Google has developed a new technology that lets Chrome users send links to people by playing sounds.

Google Tone lets one computer send out a specific noise, which can then be picked up through other computers and turned into a link.

The technology uses just a computer's speakers and microphone. Users download the Chrome extension and then click the button that's added to the top right hand corner when they want to share something, and then if computers around them hear it they will see a clickable notification that will take them to the link.

Google said that the project began as a bit of fun, but that it became increasingly useful as a way of broadcasting links in meetings and share information. Because the sound isn't really audible, people can share during conversations without interrupting anyone.

The team now hope that it can be used in small team meetings, between students and for sending information within families that have multiple computers.

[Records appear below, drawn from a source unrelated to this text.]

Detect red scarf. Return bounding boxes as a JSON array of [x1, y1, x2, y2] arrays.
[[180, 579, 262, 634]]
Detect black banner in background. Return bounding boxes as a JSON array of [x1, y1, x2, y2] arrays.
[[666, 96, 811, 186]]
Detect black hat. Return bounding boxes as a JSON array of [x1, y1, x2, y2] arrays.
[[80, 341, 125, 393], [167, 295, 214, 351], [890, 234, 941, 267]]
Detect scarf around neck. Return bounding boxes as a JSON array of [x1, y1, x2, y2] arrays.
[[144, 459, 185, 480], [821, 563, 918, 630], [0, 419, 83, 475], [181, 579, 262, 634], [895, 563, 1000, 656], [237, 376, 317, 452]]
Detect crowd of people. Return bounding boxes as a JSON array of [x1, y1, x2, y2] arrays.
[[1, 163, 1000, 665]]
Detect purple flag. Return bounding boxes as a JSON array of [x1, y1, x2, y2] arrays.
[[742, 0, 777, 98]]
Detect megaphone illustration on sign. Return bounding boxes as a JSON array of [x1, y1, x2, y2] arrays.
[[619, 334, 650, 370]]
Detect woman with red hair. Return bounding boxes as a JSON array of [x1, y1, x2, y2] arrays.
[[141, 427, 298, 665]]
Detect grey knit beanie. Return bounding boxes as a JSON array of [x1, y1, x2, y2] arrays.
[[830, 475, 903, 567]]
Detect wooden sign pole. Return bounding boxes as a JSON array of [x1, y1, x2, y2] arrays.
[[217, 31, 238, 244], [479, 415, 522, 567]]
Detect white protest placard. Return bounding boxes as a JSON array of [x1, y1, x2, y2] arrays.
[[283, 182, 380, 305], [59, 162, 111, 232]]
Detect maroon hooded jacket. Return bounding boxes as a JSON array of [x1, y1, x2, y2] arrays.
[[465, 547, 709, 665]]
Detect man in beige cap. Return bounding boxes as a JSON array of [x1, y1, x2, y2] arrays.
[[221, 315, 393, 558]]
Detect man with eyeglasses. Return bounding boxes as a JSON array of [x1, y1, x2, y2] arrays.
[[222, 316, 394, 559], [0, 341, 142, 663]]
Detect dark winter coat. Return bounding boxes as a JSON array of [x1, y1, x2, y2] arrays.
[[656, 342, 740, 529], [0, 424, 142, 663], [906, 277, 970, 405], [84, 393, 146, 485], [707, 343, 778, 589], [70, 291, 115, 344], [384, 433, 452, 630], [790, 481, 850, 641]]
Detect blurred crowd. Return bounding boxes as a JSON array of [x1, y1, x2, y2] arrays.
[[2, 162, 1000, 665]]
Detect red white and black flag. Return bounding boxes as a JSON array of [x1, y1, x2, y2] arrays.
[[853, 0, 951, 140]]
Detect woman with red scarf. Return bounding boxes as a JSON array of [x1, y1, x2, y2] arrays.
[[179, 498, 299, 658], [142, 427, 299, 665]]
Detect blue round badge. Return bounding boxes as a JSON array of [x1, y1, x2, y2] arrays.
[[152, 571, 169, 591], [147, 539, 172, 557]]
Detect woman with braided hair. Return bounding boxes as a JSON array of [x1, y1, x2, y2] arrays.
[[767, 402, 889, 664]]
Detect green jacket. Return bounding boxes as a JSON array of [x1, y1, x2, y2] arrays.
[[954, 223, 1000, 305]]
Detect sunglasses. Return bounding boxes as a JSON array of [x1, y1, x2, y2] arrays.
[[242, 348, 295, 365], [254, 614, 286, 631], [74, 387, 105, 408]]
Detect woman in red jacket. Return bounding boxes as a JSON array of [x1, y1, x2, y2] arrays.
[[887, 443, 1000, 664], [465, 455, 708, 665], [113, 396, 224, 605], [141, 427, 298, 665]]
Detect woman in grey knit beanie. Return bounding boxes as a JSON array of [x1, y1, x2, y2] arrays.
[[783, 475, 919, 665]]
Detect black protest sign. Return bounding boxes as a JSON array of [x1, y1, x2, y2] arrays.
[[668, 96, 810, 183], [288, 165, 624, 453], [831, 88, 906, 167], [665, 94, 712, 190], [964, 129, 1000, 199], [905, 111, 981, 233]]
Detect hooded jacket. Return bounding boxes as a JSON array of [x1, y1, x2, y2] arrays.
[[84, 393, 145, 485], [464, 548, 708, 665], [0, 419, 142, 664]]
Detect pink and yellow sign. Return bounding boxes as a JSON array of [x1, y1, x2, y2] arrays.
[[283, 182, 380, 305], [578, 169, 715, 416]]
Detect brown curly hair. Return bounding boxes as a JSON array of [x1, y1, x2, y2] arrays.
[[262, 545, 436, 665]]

The technology can even be used over Google Hangouts, since the sound is broadcasted over the video chat.

"As digital devices have multiplied, so has the complexity of coordinating them and moving stuff between them," wrote interaction researcher Alex Kauffmann and software engineer Boris Smus in their blogpost announcing the feature. "Tone grew out of the idea that while digital communication methods like email and chat have made it infinitely easier, cheaper, and faster to share things with people across the globe, they've actually made it more complicated to share things with the people standing right next to you.

"Tone aims to make sharing digital things with nearby people as easy as talking to them."

Google says that the feature behaves like speech, in that computers can hear it more or less well depending on the characteristics of the room, the technology in the laptop, and other things.